User query: {user_query}

Please return the output as a Python-style set of keywords:

Textbox 2. Prompt for entity linking.

Given a keyword and a list of candidate entities retrieved from the medicine food homology knowledge graph, select the entity that most accurately matches the keyword based on contextual meaning and traditional usage. If none of the entities are appropriate matches, return "None."

Keyword: {keyword}

Candidate entities: {candidate_entities}

Please return the output as a JSON list:

This study used path-based retrieval from the MFH KG rather than retrieving contextual subgraphs for linked entities. This is motivated by the advantages reasoning paths offer in generating MFH-based dietary recommendations. Specifically, reasoning paths provide structured knowledge by capturing direct relations between query entities and answer entities. For example, the reasoning path “(Insomnia and Vivid Dreams, Related Constitution, Qi-deficient Constitution); (Qi-deficient Constitution, Suitable Food, Codonopsis)” enables LLMs to clearly infer the relations between a user’s symptoms, their constitution, and the recommended food, thereby enhancing the interpretability. In contrast, subgraph-based retrieval in long-hop reasoning tasks often introduces irrelevant information [36]. This not only leads to significant computational overhead but also hinders LLMs from effectively extracting relevant information from the retrieval results.

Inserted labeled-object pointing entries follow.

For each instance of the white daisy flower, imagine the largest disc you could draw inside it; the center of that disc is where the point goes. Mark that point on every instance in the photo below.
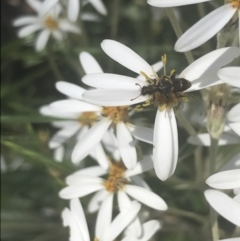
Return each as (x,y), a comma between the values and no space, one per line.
(121,90)
(106,229)
(118,181)
(47,21)
(205,28)
(226,206)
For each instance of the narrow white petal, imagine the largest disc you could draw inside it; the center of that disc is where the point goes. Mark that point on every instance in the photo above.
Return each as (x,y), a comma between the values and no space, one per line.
(121,221)
(25,31)
(224,205)
(144,165)
(210,63)
(234,163)
(89,64)
(89,141)
(134,227)
(230,75)
(234,114)
(204,139)
(74,106)
(104,217)
(149,229)
(25,20)
(145,196)
(75,192)
(113,81)
(58,153)
(71,90)
(35,5)
(126,57)
(94,171)
(77,212)
(142,133)
(100,156)
(96,200)
(114,97)
(205,29)
(99,6)
(225,180)
(173,3)
(126,146)
(165,141)
(73,9)
(42,39)
(61,136)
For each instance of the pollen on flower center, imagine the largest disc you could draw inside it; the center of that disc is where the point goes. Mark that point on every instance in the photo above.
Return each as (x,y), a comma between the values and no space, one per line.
(235,3)
(116,180)
(119,113)
(87,118)
(51,23)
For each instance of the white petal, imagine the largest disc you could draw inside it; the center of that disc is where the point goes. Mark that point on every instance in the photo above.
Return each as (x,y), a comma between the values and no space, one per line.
(205,29)
(101,157)
(73,9)
(114,97)
(165,139)
(173,3)
(224,205)
(230,75)
(71,90)
(204,139)
(225,180)
(142,133)
(35,5)
(121,221)
(126,146)
(144,165)
(234,163)
(96,200)
(61,136)
(94,171)
(135,226)
(59,153)
(42,39)
(113,81)
(75,192)
(25,20)
(104,217)
(234,114)
(74,106)
(149,229)
(126,57)
(145,196)
(25,31)
(89,64)
(99,6)
(77,212)
(89,141)
(210,63)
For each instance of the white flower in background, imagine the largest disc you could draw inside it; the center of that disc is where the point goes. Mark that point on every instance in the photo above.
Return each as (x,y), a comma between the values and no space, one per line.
(226,206)
(117,90)
(106,229)
(230,75)
(205,28)
(47,21)
(233,118)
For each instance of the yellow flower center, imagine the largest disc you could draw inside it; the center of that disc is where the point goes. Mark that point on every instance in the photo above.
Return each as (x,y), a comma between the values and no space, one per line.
(51,23)
(119,113)
(87,118)
(116,180)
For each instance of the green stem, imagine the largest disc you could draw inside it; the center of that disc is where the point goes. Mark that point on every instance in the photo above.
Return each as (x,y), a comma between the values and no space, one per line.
(178,31)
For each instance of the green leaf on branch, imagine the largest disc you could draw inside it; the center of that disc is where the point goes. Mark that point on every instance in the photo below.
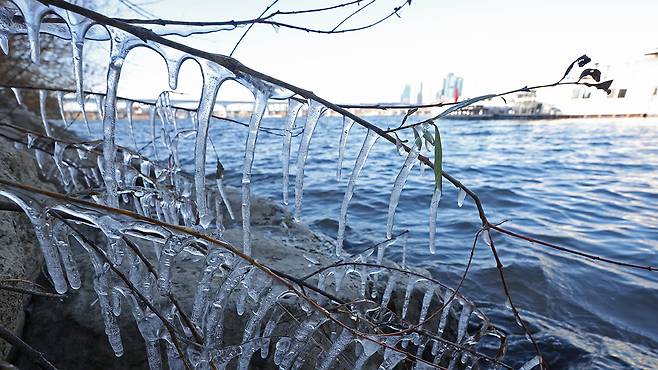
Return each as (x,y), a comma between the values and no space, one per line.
(438,159)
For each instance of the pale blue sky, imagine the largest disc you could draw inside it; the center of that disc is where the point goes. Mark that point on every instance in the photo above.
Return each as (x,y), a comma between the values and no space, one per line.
(494,45)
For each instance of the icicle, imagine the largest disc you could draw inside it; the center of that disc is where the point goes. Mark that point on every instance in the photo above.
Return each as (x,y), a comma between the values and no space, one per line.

Built upon the previous work [37], we first provided the LLM with a structured prompt (Textbox 3) listing all relations in $G$ . The LLM then generated multiple relation paths ${p_{r e l}^{1}, p_{r e l}^{2}, \dots, p_{r e l}^{k}}$ , where each $p_{r e l}^{i}$ is an ordered sequence of relations $\{r_{1}, r_{2}, \dots, r_{l}\}$ . These relation paths serve as guides for retrieving knowledge essential to answering user queries. Given that the MFH KG contained considerably fewer relations compared with large-scale KGs such as FreeBase [38], we did not fine-tune the LLM for relation path generation. Instead, we used few-shot prompting to enhance the LLM’s ability to generate meaningful relation paths.

Textbox 3. Prompt for relation paths generation.

Task instructions:

Please generate multiple relation paths (sequences of relations) based on the existing relation types. Each relation path should contain relations that are connected through the same entity.
The purpose of the relation paths is to assist in retrieving relevant entities that can answer the user query.

Relation types: {existing_relations}

User query: {user_query}

Query entities: {query_entities}

Few-shot examples: {examples}

Please strictly follow the task instructions and return only the required JSON list:

Subsequently, starting from each entity in the $E_{Q}$ , we followed each generated relation path $p_{r e l}^{i}$ to retrieve a set of reasoning paths $P_{r e a } = {p_{r e a}^{1}, p_{r e a}^{2}, \dots, p_{r e a}^{m}}$ from $G$ , where each reasoning path $p_{r e a}^{i} = {(e_{1}, r_{1}, e_{2}), (e_{2}, r_{2}, e_{3}), \dots, (e_{l}, r_{l}, e_{l + 1})}$ consists of multiple triples $(e_{j}, r_{j}, e_{j + 1})$ and represents an instance of one of the relation paths.

Retrieval Result Postprocessing

In our initial experiment, we noticed that the reasoning paths in $P_{r e a }$ contained redundant and irrelevant information. To enhance the quality of these reasoning paths, we computed a score for each reasoning path in $P_{r e a }$ by considering both the entity importance and the triple confidence within the reasoning path. These scores enabled us to filter out less relevant reasoning paths.

The importance of each entity in the reasoning path was calculated using a weighted PageRank [39] algorithm. Traditional PageRank ignored the confidence of triples, which could lead to equivalent treatment of false and true relations, thus causing inaccuracies in entity importance. To overcome this limitation, we constructed a subgraph using entities from the $P_{r e a }$ along with their one-hop neighbors and incorporated confidence scores of triples as edge weights in the PageRank computation. The weighted PageRank formula is defined as:

$\begin{matrix} P R (e_{i}) = (1 - d) \cdot \frac{1}{N} + d \cdot \sum_{e_{j} \subset I n (e_{i})} \frac{w_{j \to i}}{\sum_{k} w_{j \to k}} \cdot P R (e_{j}) \end{matrix}$ (1)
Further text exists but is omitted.